Poet's Abbey (Blog de lecturas)


Los hijos de Húrin



Empezar el año con un libro de J. R. R. Tolkien en la chimenea un día de nieve es un regalazo de la vida, ahora que mis hijos me permiten un poco de lectura.

Los hijos de Húrin me parece una de las tragedias más épicas del gran escritor de fantasía de todos los tiempos. Situada en un tiempo remoto, cuando Morgoth dominaba gran parte de Beleriand, la obra se centra en Túrin Turambar, un hombre fuerte, valiente, pero marcado por el orgullo y por la maldición que Morgoth impone a su padre. Todas sus decisiones lo empujan sin remedio hacia la desgracia, como un héroe de una tragedia griega.

Morwen, su madre, representa la dignidad y la firmeza frente al dolor, mientras que Niënor, su hermana pequeña, encarna la inocencia destruida por ese mismo destino oscuro. Húrin, el padre, sufre el terrible castigo de Morgoth y se convierte en el origen de la maldición que persigue a su linaje. Beleg Cúthalion es el amigo leal, su brújula moral, cuya fidelidad subraya el contraste entre la bondad y la fatalidad del héroe.

Morgoth es la fuerza del mal absoluto, que manipula el destino de Hurin y su familia. Glaurung, el gran dragón, actúa como instrumento consciente de Morgoth, tentador y mentiroso, llevando la tragedia a su culmen. En torno a ellos gravitan otros personajes (como Finduilas, símbolo del amor imposible, o Mablung, que representa el honor) que refuerzan la dimensión épica y humana de esta historia devastadora.

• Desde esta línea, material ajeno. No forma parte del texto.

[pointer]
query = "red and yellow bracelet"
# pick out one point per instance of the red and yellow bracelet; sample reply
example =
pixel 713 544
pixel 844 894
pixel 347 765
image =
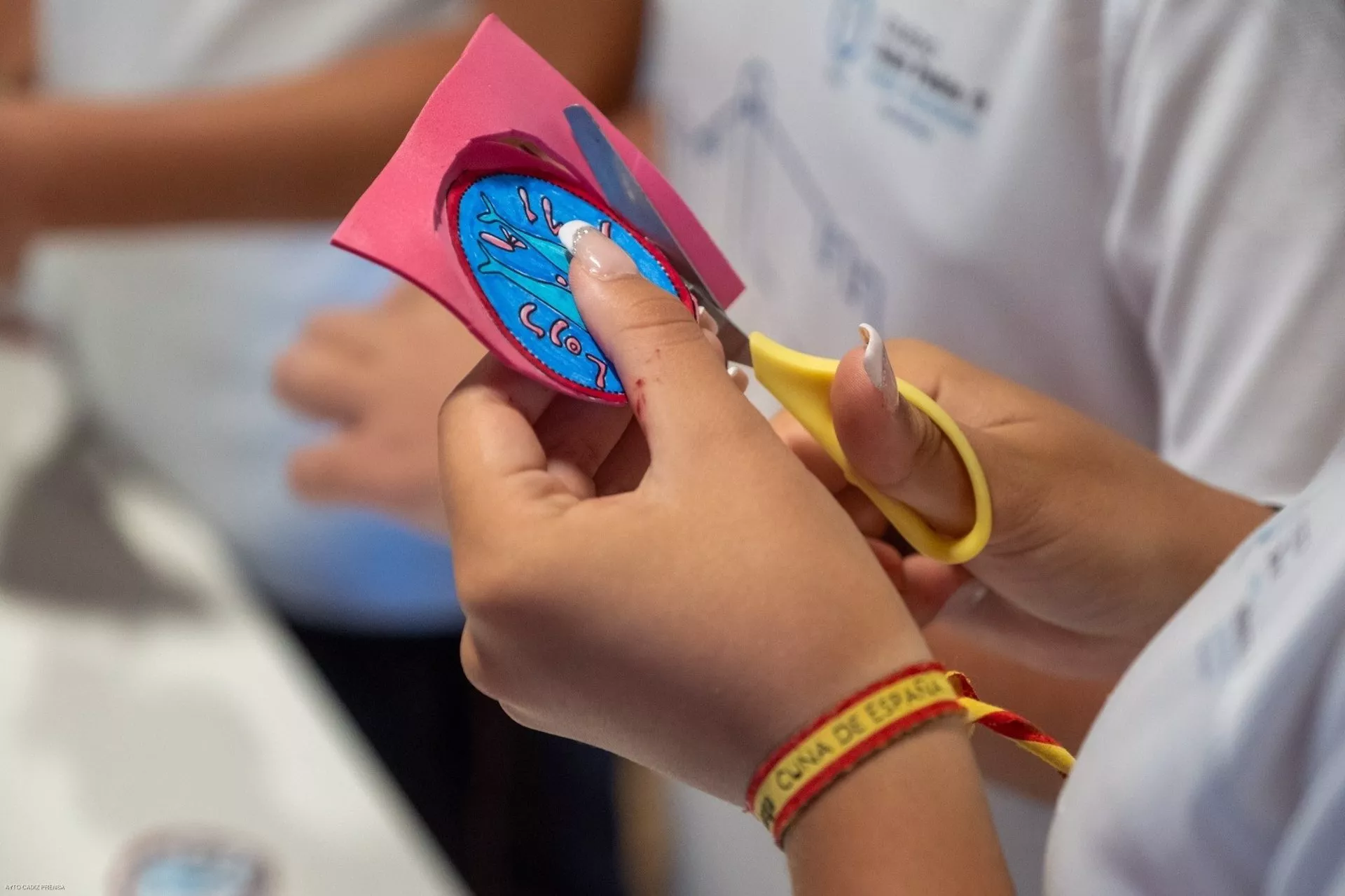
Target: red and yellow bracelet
pixel 869 722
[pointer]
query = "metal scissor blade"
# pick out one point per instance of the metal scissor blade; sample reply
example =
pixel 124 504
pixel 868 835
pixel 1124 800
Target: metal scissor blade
pixel 624 193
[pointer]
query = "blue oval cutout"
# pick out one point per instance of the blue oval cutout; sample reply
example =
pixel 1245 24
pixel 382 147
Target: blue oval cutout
pixel 506 226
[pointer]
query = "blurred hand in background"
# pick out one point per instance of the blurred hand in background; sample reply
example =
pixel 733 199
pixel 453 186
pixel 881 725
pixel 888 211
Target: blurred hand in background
pixel 380 375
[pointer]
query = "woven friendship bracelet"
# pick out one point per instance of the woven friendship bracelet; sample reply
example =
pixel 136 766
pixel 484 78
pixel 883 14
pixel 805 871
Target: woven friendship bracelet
pixel 869 722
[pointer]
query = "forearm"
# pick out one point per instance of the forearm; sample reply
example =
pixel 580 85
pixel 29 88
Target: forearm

Tolkien dota a la historia de un tono que recuerda a las tragedias griegas o a los cantares épicos medievales. A través de la historia se invita a reflexionar sobre el destino, la libertad, la culpa y la fragilidad humana.

En cuanto a su relación con otros textos, Los hijos de Húrin desarrolla y completa el relato que ya conocíamos de El Silmarillion y Los Cuentos Inconclusos. En el Silmarillion, la historia aparece condensada, con un tono más crónico. En los Cuentos Inconclusos, el relato gana detalle, pero mantiene aún el carácter fragmentario. Es en esta edición donde el texto adquiere su forma más plena. Así, de las tres versiones, esta es la que creo que mejor transmite la dimensión humana y trágica de un héroe que lucha con valentía, pero que nunca puede escapar del peso de su propio destino.


Una victoria es una victoria, por pequeña que sea, y no solo sirve por lo que se obtiene de ella, también es eficaz en sí misma. Y, en última instancia, el secreto no es posible, las armas son el único muro contra Morgoth. Si no hacéis nada para detenerlo, toda Beleriand caerá bajo su sombra...


El destino está en ti mismo, no en tu nombre.